Look around, see only friends
When I was a little girl, the imminent threat of nuclear war between the United States and the Soviet Union reigned supreme. It pervaded the nightly news; insinuated itself in sci-fi films like “War Games” and in bend-over-and-kiss-your-ass-goodbye miniseries like “Testament” and “The Day After.”
On a Very Special Episode of “Silver Spoons”, Ricky Schroeder even had a nightmare that, he was POTUS and had decide whether or not to use the nefarious Red Button against Russia. This was a TV show about a little boy whose man-child father drove around their mansion in a life-sized toy train, for chrissakes. No place was safe.
In November 1982 Yuri Andropov succeeded Breshnev as the head of the Soviet Union and the world waited with baited breath to see how this development would affect the arms race. Taking matters into her own hands, ten year-old Samantha Smith of Augusta Maine wrote him the following letter:
Dear Mr. Andropov,
My name is Samantha Smith. I am ten years old. Congratulations on your new job. I have been worrying about Russia and the United States getting into a nuclear war. Are you going to vote to have a war or not? If you aren't please tell me how you are going to help to not have a war. This question you do not have to answer, but I would like to know why you want to conquer the world or at least our country. God made the world for us to live together in peace and not to fight.

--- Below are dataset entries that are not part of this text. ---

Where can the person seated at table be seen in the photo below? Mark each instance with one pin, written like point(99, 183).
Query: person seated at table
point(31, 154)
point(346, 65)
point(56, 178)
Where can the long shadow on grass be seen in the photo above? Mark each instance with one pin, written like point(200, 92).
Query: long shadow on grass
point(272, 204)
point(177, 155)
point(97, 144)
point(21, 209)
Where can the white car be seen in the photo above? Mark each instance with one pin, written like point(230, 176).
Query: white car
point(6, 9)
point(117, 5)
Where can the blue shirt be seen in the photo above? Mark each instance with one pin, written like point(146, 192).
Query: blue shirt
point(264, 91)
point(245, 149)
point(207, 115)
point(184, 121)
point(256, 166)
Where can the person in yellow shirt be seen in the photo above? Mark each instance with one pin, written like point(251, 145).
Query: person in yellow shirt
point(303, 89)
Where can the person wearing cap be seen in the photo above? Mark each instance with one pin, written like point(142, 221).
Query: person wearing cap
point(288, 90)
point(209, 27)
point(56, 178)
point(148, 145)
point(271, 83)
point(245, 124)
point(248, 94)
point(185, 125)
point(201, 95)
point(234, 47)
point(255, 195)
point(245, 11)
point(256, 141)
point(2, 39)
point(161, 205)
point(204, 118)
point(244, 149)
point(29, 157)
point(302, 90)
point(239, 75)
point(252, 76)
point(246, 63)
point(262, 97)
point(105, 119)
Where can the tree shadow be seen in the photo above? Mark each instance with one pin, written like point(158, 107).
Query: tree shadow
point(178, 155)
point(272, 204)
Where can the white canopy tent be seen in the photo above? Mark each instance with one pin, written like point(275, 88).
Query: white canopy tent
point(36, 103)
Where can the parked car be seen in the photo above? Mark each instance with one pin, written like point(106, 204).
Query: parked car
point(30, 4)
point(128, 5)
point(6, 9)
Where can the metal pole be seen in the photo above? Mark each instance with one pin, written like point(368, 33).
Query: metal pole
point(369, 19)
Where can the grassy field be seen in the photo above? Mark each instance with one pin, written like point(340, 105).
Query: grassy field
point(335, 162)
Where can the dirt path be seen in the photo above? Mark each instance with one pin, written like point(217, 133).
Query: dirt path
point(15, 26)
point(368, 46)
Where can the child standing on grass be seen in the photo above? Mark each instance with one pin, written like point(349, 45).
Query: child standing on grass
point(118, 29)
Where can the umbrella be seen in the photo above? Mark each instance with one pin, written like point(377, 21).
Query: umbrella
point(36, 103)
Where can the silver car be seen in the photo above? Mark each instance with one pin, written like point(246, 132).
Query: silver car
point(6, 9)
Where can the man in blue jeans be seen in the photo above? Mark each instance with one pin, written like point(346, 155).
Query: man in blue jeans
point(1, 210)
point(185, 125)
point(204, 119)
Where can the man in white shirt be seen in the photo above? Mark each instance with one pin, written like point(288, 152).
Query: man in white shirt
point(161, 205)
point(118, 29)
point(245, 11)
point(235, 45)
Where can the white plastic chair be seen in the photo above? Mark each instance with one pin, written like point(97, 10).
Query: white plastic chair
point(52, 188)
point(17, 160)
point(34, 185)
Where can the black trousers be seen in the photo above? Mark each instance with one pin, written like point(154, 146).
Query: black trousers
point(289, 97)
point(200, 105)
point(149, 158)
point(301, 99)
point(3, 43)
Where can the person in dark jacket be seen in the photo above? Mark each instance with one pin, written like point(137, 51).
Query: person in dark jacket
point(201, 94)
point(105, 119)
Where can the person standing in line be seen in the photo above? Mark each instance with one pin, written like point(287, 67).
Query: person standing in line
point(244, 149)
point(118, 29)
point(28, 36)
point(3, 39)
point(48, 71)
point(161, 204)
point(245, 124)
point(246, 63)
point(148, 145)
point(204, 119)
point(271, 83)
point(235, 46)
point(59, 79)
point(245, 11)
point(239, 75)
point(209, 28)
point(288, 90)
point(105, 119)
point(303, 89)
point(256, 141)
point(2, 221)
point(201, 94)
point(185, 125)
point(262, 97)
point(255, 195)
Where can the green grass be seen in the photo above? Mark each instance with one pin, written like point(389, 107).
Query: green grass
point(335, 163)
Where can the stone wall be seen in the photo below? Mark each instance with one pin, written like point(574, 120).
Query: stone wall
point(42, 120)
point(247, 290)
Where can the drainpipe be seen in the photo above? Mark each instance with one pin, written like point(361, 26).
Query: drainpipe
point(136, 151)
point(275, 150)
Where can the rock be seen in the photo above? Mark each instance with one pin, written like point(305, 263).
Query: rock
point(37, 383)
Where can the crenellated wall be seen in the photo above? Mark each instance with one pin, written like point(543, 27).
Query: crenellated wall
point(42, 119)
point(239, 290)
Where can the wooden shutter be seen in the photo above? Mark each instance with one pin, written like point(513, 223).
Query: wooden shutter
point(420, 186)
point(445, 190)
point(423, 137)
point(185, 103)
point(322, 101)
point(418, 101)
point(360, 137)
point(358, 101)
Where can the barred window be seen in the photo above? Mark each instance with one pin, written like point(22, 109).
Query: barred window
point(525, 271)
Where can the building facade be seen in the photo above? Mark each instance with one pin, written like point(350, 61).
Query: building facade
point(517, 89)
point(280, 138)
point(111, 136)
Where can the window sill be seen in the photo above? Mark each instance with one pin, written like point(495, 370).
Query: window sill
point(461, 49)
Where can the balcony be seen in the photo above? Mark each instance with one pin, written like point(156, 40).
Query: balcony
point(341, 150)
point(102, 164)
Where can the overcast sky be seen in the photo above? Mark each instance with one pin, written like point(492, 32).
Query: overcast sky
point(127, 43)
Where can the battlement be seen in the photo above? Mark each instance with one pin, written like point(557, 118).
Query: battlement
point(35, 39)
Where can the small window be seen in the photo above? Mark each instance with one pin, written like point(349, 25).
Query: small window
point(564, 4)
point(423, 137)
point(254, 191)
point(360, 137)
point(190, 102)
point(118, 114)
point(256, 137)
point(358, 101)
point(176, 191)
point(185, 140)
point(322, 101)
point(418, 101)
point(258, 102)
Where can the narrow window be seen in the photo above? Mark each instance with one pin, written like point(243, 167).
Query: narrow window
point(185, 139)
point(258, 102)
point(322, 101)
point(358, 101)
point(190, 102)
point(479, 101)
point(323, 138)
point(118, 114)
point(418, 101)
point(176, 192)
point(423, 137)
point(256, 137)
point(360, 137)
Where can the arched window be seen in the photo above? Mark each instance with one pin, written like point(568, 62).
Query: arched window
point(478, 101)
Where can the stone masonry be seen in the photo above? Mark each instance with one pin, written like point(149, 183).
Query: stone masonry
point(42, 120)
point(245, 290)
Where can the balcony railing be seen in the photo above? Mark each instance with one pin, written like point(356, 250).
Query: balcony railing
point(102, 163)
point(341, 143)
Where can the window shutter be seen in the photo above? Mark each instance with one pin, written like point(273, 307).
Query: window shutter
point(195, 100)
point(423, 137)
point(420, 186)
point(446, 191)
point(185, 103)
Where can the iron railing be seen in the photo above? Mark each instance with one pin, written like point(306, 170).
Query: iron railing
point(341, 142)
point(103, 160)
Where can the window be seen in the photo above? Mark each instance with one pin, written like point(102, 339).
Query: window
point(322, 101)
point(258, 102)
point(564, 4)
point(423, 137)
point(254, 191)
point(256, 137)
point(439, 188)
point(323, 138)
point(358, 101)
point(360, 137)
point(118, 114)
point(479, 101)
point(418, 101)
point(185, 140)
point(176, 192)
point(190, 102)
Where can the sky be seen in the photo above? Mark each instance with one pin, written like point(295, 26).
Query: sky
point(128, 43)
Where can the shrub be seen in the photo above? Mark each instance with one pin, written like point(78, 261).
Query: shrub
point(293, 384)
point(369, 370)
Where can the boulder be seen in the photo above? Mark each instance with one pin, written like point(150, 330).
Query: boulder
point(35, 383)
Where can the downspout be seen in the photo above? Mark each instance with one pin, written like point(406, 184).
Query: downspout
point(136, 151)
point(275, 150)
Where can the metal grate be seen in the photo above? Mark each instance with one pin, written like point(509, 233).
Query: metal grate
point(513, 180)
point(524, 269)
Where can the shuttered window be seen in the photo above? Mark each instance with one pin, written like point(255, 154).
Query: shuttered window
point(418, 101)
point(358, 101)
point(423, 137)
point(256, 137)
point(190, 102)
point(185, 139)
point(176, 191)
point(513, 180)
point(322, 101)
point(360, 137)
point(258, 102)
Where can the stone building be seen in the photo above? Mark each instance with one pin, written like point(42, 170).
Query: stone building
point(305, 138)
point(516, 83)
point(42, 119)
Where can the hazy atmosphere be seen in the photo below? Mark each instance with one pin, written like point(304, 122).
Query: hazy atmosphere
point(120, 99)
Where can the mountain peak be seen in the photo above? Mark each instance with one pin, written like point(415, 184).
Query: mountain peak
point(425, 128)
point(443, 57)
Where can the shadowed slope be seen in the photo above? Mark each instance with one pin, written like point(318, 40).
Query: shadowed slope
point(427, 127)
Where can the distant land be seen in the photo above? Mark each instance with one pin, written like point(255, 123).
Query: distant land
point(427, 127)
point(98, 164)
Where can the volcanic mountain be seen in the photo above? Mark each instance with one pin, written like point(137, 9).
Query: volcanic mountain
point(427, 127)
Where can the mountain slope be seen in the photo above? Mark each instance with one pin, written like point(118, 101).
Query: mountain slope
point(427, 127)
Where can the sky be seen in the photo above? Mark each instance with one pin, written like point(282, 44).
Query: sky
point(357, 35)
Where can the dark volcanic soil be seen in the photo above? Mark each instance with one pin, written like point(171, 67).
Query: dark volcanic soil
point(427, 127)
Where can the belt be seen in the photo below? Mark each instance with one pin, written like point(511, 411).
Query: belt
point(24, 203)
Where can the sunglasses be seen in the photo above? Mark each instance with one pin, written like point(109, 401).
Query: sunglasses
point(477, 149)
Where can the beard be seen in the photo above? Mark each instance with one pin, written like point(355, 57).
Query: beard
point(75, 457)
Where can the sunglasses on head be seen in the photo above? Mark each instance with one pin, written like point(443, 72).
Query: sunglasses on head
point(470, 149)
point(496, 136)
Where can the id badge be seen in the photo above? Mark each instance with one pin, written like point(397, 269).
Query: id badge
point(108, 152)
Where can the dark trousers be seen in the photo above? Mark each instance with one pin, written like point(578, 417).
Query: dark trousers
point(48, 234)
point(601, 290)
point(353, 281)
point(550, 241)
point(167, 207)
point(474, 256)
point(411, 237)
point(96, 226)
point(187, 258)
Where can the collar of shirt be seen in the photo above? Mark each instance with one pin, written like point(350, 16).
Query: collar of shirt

After learning that her letter had been excerpted in the Soviet newspaper Pravda(meaning “Truth”), she wrote him again asking whether he intended to personally respond. On April 26, 1983 she received a letter from Andropov, inviting her to spend 10 days in the Soviet Union as his personal guest at the Artek children’s camp, in order to “see for yourself: in the Soviet Union, everyone is for peace and friendship among peoples.”
Journalist from around the world accompanied Samantha on her visit, giving everyone a rare look at life behind the Iron Curtain. Our national dialogue was redirected from fear of the enemy to finding common ground.
Last Wednesday, as I attended the monthly Downtown Neighborhood Association meeting introducing the 2nd District Aldermen candidates, I was reminded of Samantha Smith.
All were in concurrence that Savannah’s two most pressing problems are poverty and gun violence. Each candidate presented his or her platform for solutions, including: increased funding for East Savannah, more officers assigned to work neighborhood beats, improved community dialogue, stricter gun control laws. While I agree with every idea proposed, the simplest solution just might be one presented by Samantha Smith.
On December 26, 1983 Samantha addressed the Children’s Symposium on the Year 2001 in Kobe, Japan. In her speech, titled “Look Around And See Only Friends,” she proposed the International Granddaughter Exchange, an ambassadorship program in which the grandchildren of world leaders would stay in the homes of leaders in opposing countries.
Samantha believed that no one would ever want to bomb a country where his or her grandchildren were living. Ergo, if leaders were to have immediately implemented this program, by the time the year 2001 arrived it might have expanded to the point where all nations on the planet could have accomplished world peace.
It’s a simple notion, if not the most practical. But think about it: when we invite people into our homes, we are more likely to form common bonds.
So how could Samantha’s utopic vision be practically applied to our city? In a word: Airbnb.
As an Airbnb owner/operator, knowing that I can live anywhere in the world and earn a livable wage while living in a nice home gives me a sense of self-sufficiency, pride and confidence that I never had as someone’s hourly employee.
How many of your friends and loved ones find themselves struggling to make ends meet? Imagine how much better their lives would be if they could confidently say that they could always have a roof over their heads and money in their pockets, just by opening their homes to others?
Welcoming hundreds of strangers annually not only makes me one of Savannah’s unofficial ambassadors; it makes me a more compassionate human being. Each visitor is not just my guest, but a teacher who expands my world view. Even on those rare occasions when we experience conflict, we most often create cooperative solutions.
Admittedly, I have the privilege of living in the Downtown Historic District where tourism is flourishing; with the city’s support, our West Savannah neighbors could enjoy the benefits of tourism, too.
According to the candidates, Savannah is operating in the black and its coffers are full of money that’s available to its districts, by way of its SLOSS programs. Imagine how West Savannah could thrive if the city offered grants or low-interest loans to help its current residents —not people who relocate there to gentrify the neighborhood— renovate their homes to accommodate short-term vacation rentals, and build shops and restaurants to serve the community and its visitors?
What if the city were to also offer low-interest loans to help residents buy newer cars that would qualify them Uber drivers, providing affordable, shared transportation to the community?
Wouldn’t Savannah have an even richer history to share with its visitors if West Savannah’s story were included in its narrative? Wouldn’t everyone be better served if our West Savannah neighbors received the same police protection as Downtown tourists?
By expanding Airbnb and Uber opportunities to all of Savannah’s citizens, those affected hardest by poverty and violence would not only have the means to create financial solutions, they’d benefit from a community built on thriving friendships.